Many academics say that there is no such thing as a risk-free asset because all financial assets carry some degree of risk. Technically, this may be correct. However, the level of risk is so small that, for the average investor, it is appropriate to consider U.S. Treasuries or Treasuries from stable Western governments to be risk-free.
BREAKING DOWN 'Risk-Free Asset'
While the return on a risk-free asset is known, this does not guarantee a profit in regards to purchasing power. Depending on the length of time until maturity, inflation can cause the asset to lose purchasing power even if the dollar value has risen as predicted.
When an investor takes on an investment, there is an anticipated return rate expected depending on the duration the asset is held. The risk is demonstrated by the fact that the actual return and the anticipated return may be very different. Since market fluctuations can be hard to predict, the unknown aspect of the future return is considered to be the risk. Generally, an increased level of risk indicates a higher chance of large fluctuations, which can translate to significant gains or losses depending on the ultimate outcome.
Risk-free investments are considered to be reasonably certain to gain at the level predicted. Since this gain is essentially known, the rate of return is often much lower to reflect the lower amount of risk. The expected return and actual return are likely to be about the same.
For a long-term investment to continue to be risk-free, any reinvestment necessary must also be risk-free. In this regard, the exact rate of return may not be predictable from the beginning for the entire duration of the investment.

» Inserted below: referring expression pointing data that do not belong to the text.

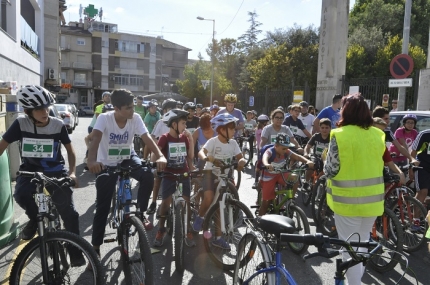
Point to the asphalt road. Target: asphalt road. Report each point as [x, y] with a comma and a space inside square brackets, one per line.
[198, 267]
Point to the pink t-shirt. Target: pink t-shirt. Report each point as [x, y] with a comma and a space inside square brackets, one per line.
[409, 138]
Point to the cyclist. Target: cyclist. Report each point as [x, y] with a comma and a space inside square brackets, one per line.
[36, 128]
[330, 112]
[178, 146]
[220, 148]
[269, 178]
[114, 132]
[230, 100]
[408, 133]
[106, 100]
[318, 143]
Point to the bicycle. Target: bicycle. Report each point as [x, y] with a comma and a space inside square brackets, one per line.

For example, if a person invests in six-month Treasury bills, the rate or return on the initial Treasury bill that was purchased may not be equal to the rate on the next Treasury bill purchased as part of the six-month reinvestment process. In that regard, there is some risk over the long term, since the rates may change between each instance of reinvestment, but the risk of achieving each specified returned rate for the six months covering a particular Treasury bill's growth is essentially guaranteed.